4. Buy Emerging Market Debt
Most firms on Wall Street are decidedly negative on emerging market (EM) stocks and have said so. This trade seems as though it would be counterintuitive, since most firms are so negative on the asset class. The unusual fact is that in rising interest rate environments, EM debt has often done extremely well.
Since 1994, there have been three periods of increasing federal funds rates. However, each of these periods has had unique factors that affected the way fixed-income investments responded. In each of these periods, EM debt has at the minimum held its own and sometimes outperformed on a total return basis. The reason for that is investment grade EM debt has much lower sensitivity to U.S. interest rates and unhedged currency adds return. It is important to note that is also adds volatility potential.
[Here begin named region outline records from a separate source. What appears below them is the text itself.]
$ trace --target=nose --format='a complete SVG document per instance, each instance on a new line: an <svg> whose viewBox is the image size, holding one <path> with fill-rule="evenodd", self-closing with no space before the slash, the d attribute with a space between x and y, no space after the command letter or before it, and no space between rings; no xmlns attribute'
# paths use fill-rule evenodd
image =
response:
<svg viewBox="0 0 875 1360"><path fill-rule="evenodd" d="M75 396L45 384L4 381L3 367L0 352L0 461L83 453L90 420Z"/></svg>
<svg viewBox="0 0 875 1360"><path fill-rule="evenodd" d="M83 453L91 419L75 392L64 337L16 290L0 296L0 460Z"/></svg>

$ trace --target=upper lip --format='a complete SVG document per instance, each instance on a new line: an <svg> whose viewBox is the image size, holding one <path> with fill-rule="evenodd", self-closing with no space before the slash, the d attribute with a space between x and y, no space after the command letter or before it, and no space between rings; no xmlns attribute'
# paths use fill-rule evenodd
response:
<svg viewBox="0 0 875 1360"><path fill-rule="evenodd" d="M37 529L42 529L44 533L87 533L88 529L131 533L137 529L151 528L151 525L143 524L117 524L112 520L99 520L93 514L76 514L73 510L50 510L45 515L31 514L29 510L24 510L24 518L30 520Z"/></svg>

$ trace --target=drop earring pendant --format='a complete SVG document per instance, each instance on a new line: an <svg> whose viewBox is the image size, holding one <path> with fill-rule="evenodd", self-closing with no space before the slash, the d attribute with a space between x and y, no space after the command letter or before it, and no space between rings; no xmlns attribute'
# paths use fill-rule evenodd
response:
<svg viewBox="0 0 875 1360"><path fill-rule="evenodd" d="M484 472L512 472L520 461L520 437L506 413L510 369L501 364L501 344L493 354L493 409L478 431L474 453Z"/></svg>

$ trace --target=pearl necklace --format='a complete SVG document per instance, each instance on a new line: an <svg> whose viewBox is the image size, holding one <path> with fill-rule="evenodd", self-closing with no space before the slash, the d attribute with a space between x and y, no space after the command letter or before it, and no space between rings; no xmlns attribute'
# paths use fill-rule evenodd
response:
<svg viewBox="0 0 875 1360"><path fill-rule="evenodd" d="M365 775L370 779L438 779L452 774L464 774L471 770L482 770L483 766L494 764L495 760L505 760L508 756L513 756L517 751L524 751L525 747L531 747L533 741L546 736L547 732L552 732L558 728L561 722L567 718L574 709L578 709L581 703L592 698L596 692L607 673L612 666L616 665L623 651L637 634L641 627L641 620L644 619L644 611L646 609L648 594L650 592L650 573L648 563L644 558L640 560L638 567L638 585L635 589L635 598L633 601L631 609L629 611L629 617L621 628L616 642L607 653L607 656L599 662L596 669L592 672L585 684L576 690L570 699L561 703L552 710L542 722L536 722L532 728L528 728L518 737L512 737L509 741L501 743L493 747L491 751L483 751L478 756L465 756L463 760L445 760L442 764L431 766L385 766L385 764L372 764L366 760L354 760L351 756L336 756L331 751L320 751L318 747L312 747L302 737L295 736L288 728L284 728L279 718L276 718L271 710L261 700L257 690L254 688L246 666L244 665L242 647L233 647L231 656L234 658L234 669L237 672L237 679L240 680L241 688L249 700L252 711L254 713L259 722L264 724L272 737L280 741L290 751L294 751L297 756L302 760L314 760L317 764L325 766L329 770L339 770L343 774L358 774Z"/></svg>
The analysts at Nuveen point out in a report from last year that foreign bonds respond to the interest rate cycles of their respective countries, which may diversify a bond portfolio and help protect against rising U.S. interest rates. One good way for investors to participate is the PowerShares Emerging Markets Sovereign Debt (NYSEMKT: PCY) ETF. This provides diversity and a 4.68% yield.
5. Buy Cyber Security Stocks
It seems like almost every day we are informed by the media that there has been a security breach somewhere. Banks, credit cards, Facebook accounts, email accounts, phone records and more. Target had more than 40 million accounts hacked right at the height of the holiday shopping season. Neiman Marcus announced over the weekend that its customers’ data may have been compromised. It may take some time before consumers again trust these retailers.
Cyber thieves are constantly finding new ways to get around even the most complex firewalls and security systems. This constant barrage of threats has turned what was initially a business designed for government security into one of the top areas in technology. Business and governments are now desperate to protect data and will pay almost any price to make sure they are safe. We recently covered the top cyber security stocks to buy for 2014.
Yes, 2013 was spectacular and investors were treated to an almost 30% gain in the S&P 500. While 2014 has started off slow, the overall outlook for the year is positive. Many firms are expecting low double-digit gains, which would still make for a very solid year. The five top trades for 2014 offer investors some conventional and unconventional ideas. As always, match your risk tolerance to the various ideas, and pick the trades that fit best in to your specific portfolio and investing plans.